Ele critica a postura dos congressistas para a aprovação da PEC. “O Legislativo, por várias razões e a partir de vários atores, têm ampliado o seu parlamentarismo de coação. O Judiciário, mega exigido como espaço de contenção no governo anterior, não encontrou o rumo nesta fase e teve que enfrentar a ressaca do 8 de janeiro, que ainda perturba suas relações com a política”, destacou.
Escalada da tensão
Ao incluir o STF nas suas pautas de votação, com um propósito de desidratá-lo, o comando do Senado assumiu um caminho arriscado e de desfecho incerto, avaliam políticos e especialistas. A movimentação do presidente da Casa, Rodrigo Pacheco (PSD-MG), se é visto por um lado como exitosa perante uma parcela política, como os bolsonaristas, por outro é tida como uma ação de interesse quase individual para colher frutos eleitorais e sem noção das consequências, como avaliam ministros do STF, parlamentares e auxiliares do presidente Luiz Inácio Lula da Silva (PT).
A combinação que uniu de um mesmo lado aliados do ex-presidente Jair Bolsonaro (PL), Centrão, apoiadores do Planalto e até o líder do governo, Jaques Wagner (PT-BA) — com 52 votos a favor da emenda constitucional — sob o comando de Pacheco, foi a sinalização de que a política decidiu se intrometer de vez no Judiciário.
O que antes era queixa de seguidores do ex-presidente, que ameaçam ministros da Corte, falaram em fechar o STF e destruíram parte do Supremo no 8 de janeiro, virou realidade. A revolta desse grupo contra o tribunal saiu dos cartazes pregando que “Supremo é o povo” e virou emenda constitucional que restringe poderes dos ministros.
“Do ponto de vista das instituições jurídicas de um país e sua relação com outros poderes, é importante destacar que em todos os países existem mudanças ao longo do tempo, que no modelo de democracia liberal representativa, pode ter várias formas. O essencial é a existência de mecanismos de independência e harmonia entre as instituições. Por independência, se pode entender que nenhum poder debilita a capacidade de decisão do outro, ainda que os poderes sirvam de contrapeso para preservar as instituições democráticas”, destacou o cientista político Joao Guilherme Granja.
Para o advogado Renato Ribeiro de Almeida, especialista em direito eleitoral e membro da Academia Brasileira de Direito Eleitoral e Político (Abradep), a decisão do plenário do Senado, aprovando a PEC anti-STF, é até inadequada porque o próprio regimento interno do tribunal já alterou esse rito e assim decidiu, limitando decisões individuais. Mas vê uma consequência política.

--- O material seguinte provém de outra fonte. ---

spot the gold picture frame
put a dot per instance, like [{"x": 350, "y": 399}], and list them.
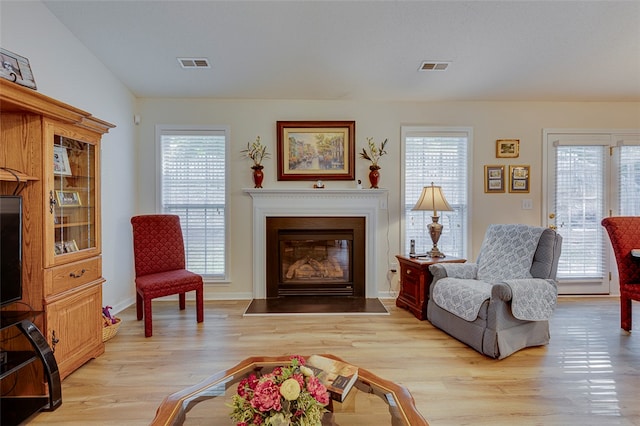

“É uma sinalização para o eleitorado que deve haver uma contestação em relação ao STF, o que gera uma instabilidade política e ranhuras entre os poderes. O STF tem a função de julgar os principais processos do país, os mais polêmicos. Sempre vai agradar alguns e desagradar a outros. Sempre teremos polêmica. Como disse o ministro Barroso, o tribunal não é agente de concurso de simpatia”, disse Almeida.
Rodrigo Pacheco faz dois movimentos ao mesmo tempo: se aproxima de Lula na defesa de uma solução para a dívida bilionária do governo de Minas Gerais com a União, em torno de
R$ 160 bilhões. É uma parceria política contra o governador Romeu Zema, do Novo. Em outra ponta, o senador mineiro articula uma pauta de desinteresse do Planalto, como essa emenda aprovada. E joga o problema no colo do governo, ao arrastar a adesão de seu líder na votação. Nenhum petista está satisfeito com Jaques Wagner. O presidente da República diz que não sabia que ele votaria nesse sentido.
E Pacheco não quer parar aí. Tem na manga ao menos mais duas tacadas contra o STF, que são as propostas de limitar o mandato dos ministros e também de colocar fim na reeleição para os Executivos, dos cargos de Prefeito ao de Presidente, como disse ao Correio no último dia 9. O cientista político André César analisa que Pacheco está mandando um sinal ao Planalto com essas votações contra o STF.
“Acho que o Planalto é seu alvo. Ele encontrou nessa PEC do STF, que estava paradinha lá desde 2021, quietinha, um instrumento de se mostrar politicamente. E saiu vitorioso. E agora está ameaçando simplesmente com uma proposta que acaba com a reeleição. Ainda que ele esteja numa dobradinha com Alcolumbre, visando sucessão no Senado, as pretensões do Pacheco são maiores”, disse César, que comentou o voto do líder do governo.
“É um grande imbróglio. O Jaques Wagner é o parlamentar mais próximo de Lula entre os 594 do Congresso. Agora é ver o preço que Arthur Lira vai cobrar para não se votar isso na Câmara. Isso tudo acontecendo no meio do governo com necessidade de aprovar sua agenda econômica nas duas casas”, completou.